1. Plan a scavenger hunt for your significant other resulting in a romantic dinner, special gift, or re-creation of a special moment in your relationship. 

2. Treat your partner to something that they have an interest in, but you may not enjoy as much.  This allows them to see how much you really do care. (i.e. This will mean different things to different people, but tickets to the theatre or to a sporting event can be a nice treat.)

3. Make a present for the one you love.  This may sound cheesy, but showing that you are thoughtful enough to put something significant together that holds memories of your relationship is rather romantic and the possibilities are endless.

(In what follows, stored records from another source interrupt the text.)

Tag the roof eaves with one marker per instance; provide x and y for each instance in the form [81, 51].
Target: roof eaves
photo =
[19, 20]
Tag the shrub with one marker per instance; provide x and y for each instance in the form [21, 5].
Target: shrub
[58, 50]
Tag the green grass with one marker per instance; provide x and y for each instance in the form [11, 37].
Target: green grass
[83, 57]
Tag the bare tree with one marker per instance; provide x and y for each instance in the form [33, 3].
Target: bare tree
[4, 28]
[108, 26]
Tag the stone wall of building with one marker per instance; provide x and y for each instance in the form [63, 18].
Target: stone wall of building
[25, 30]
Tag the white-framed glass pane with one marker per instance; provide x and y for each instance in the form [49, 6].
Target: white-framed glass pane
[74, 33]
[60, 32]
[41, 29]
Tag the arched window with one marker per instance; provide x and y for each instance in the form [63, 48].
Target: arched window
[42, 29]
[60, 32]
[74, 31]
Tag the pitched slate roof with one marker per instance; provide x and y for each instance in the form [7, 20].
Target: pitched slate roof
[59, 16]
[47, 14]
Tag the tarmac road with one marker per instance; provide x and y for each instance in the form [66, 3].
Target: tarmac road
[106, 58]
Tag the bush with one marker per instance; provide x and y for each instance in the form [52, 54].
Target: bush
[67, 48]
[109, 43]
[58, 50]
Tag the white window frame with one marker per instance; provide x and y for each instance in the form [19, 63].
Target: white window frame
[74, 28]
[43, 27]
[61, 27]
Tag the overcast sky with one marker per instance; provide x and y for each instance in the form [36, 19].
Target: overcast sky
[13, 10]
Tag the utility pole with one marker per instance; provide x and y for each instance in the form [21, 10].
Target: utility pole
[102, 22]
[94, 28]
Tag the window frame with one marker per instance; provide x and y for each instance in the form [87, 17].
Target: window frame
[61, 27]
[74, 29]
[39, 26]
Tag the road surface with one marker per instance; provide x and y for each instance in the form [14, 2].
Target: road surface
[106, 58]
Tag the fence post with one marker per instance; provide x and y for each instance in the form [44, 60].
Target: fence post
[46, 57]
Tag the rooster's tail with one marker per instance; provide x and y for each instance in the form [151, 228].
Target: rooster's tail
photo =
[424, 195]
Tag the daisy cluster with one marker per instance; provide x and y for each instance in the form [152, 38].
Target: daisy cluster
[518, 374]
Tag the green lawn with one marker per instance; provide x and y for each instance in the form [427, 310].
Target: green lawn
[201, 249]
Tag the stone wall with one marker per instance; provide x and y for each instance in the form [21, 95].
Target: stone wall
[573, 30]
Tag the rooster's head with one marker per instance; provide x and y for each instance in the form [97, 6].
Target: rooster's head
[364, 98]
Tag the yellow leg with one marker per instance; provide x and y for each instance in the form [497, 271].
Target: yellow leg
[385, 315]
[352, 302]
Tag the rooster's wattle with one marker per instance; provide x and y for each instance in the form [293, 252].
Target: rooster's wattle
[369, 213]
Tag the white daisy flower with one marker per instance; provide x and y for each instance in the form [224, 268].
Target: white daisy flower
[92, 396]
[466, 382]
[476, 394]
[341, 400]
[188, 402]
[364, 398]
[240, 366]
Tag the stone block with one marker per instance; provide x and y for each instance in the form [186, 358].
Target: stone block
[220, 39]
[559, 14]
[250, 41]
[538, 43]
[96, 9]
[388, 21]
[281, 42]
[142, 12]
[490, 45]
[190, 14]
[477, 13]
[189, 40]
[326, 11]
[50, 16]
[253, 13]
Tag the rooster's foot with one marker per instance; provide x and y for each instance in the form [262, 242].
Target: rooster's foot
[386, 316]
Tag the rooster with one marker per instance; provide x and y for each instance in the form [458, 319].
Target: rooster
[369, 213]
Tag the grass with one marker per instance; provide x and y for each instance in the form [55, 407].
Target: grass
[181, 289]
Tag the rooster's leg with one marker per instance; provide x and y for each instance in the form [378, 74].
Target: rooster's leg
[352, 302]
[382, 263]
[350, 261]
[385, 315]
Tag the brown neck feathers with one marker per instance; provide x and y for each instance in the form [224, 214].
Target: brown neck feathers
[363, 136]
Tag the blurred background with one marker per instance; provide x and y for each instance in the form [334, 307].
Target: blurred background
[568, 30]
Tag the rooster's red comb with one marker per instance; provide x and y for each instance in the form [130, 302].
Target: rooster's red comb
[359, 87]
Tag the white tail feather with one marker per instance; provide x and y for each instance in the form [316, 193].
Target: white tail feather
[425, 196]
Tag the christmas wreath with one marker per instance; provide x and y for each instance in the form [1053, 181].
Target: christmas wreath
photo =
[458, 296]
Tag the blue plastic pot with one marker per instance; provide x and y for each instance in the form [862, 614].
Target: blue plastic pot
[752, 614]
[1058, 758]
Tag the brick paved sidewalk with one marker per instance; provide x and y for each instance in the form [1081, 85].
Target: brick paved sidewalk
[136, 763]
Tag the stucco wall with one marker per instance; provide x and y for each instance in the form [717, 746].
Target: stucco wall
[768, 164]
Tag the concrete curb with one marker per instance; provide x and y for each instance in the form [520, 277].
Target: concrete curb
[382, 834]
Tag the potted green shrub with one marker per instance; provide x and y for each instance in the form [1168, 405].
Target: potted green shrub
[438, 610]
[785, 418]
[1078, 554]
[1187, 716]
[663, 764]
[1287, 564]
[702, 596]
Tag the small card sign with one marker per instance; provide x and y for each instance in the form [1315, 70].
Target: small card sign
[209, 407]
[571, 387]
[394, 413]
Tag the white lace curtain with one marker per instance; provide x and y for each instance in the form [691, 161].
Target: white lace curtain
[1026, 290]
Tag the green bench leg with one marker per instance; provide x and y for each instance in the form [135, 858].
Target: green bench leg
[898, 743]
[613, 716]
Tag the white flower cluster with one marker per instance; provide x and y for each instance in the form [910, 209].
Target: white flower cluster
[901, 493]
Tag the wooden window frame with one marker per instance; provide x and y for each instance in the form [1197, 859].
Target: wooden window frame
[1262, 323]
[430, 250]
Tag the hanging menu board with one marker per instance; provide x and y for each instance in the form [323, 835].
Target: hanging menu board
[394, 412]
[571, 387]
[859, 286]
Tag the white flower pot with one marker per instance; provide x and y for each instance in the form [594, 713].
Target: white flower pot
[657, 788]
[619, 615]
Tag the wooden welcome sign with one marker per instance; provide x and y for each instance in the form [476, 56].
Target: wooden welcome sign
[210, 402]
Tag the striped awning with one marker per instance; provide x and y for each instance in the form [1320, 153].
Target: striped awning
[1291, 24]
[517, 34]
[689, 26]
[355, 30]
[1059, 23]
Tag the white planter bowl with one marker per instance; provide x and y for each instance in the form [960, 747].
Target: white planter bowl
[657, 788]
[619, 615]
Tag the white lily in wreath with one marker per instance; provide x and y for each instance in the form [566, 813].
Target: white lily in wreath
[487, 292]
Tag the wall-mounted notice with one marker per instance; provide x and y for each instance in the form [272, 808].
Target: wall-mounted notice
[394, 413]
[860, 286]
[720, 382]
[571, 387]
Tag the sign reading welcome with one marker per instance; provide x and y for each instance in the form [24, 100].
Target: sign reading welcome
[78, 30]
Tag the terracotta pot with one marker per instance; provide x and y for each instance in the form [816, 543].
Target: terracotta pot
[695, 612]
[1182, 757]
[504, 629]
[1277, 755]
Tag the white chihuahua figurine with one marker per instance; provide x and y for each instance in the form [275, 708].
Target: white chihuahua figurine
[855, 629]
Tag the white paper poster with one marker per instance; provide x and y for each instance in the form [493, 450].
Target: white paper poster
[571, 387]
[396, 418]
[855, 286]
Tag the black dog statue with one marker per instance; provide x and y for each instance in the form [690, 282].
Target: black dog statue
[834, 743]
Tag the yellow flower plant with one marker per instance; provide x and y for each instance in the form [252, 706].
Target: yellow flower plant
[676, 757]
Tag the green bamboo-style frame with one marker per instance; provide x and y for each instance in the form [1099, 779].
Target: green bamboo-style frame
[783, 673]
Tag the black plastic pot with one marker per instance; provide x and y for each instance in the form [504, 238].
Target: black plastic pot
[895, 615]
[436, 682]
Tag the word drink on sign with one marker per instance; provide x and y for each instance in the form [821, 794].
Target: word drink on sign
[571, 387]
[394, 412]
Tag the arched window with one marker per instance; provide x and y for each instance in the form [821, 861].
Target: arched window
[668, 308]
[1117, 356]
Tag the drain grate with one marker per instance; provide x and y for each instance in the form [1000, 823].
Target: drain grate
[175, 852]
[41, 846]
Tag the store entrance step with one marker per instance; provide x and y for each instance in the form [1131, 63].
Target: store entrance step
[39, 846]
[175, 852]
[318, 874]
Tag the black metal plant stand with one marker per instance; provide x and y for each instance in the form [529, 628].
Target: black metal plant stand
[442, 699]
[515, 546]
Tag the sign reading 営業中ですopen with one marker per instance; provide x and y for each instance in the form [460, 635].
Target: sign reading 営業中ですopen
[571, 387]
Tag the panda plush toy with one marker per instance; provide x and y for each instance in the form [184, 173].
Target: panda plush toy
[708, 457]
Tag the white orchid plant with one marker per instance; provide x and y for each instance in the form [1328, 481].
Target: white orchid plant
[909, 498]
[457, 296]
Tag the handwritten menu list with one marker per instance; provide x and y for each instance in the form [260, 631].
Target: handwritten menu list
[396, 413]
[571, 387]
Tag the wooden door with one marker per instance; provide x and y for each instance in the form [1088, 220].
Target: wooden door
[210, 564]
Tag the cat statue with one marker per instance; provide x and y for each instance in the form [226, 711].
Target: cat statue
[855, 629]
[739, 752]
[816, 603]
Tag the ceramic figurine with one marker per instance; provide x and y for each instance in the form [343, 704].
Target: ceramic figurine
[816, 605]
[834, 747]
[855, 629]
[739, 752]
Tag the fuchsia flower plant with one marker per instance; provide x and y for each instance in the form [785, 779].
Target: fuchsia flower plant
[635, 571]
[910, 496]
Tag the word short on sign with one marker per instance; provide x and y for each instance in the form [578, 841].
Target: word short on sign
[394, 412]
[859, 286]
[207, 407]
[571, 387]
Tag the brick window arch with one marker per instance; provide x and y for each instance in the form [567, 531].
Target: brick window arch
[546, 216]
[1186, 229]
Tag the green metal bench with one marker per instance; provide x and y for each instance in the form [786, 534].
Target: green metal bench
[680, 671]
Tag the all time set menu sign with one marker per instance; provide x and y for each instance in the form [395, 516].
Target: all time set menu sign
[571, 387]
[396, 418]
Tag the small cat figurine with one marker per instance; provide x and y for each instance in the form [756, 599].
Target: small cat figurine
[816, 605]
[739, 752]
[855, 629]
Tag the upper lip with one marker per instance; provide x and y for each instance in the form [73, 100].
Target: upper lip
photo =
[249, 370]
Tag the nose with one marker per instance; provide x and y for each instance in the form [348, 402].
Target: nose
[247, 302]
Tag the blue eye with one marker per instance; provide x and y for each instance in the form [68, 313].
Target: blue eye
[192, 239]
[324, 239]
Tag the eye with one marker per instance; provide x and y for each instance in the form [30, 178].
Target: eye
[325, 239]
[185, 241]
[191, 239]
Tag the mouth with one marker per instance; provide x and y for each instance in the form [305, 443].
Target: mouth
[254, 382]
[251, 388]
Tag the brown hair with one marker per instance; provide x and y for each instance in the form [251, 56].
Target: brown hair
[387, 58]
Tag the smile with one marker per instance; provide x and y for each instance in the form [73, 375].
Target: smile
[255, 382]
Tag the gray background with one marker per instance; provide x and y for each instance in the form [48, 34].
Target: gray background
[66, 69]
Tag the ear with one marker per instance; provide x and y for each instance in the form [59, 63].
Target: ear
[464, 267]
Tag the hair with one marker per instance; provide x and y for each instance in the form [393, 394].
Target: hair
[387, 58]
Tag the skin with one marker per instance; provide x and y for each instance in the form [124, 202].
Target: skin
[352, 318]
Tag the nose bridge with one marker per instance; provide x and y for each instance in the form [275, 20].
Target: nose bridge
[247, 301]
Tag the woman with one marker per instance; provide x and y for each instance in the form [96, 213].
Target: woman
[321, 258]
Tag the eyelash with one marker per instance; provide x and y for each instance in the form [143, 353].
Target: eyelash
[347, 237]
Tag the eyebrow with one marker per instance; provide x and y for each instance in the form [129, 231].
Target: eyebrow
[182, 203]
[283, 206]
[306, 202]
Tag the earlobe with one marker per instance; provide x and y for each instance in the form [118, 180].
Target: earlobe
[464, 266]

4.  No matter what you end up buying, making, or planning, always remember the importance of a card.  Women especially enjoy receiving cards, but it is mostly women who give cards.  The Greeting Card Association estimates that women buy and send approximately 85% of all Valentines Day cards.  So, men (and women) pick out a romantic, funny, or whatever kind of card fits your partner’s personality and let them know how much you care.  Don’t just let the card do the talking either, personalize it; say something meaningful inside as well.

The key to any of these suggestions is to be creative and have fun.  You don’t necessarily have to wait for Valentines Day to do something creative and fun.  Any day can be as special as you make it, but be certain to make Valentines Day an extra special one for the one that you love.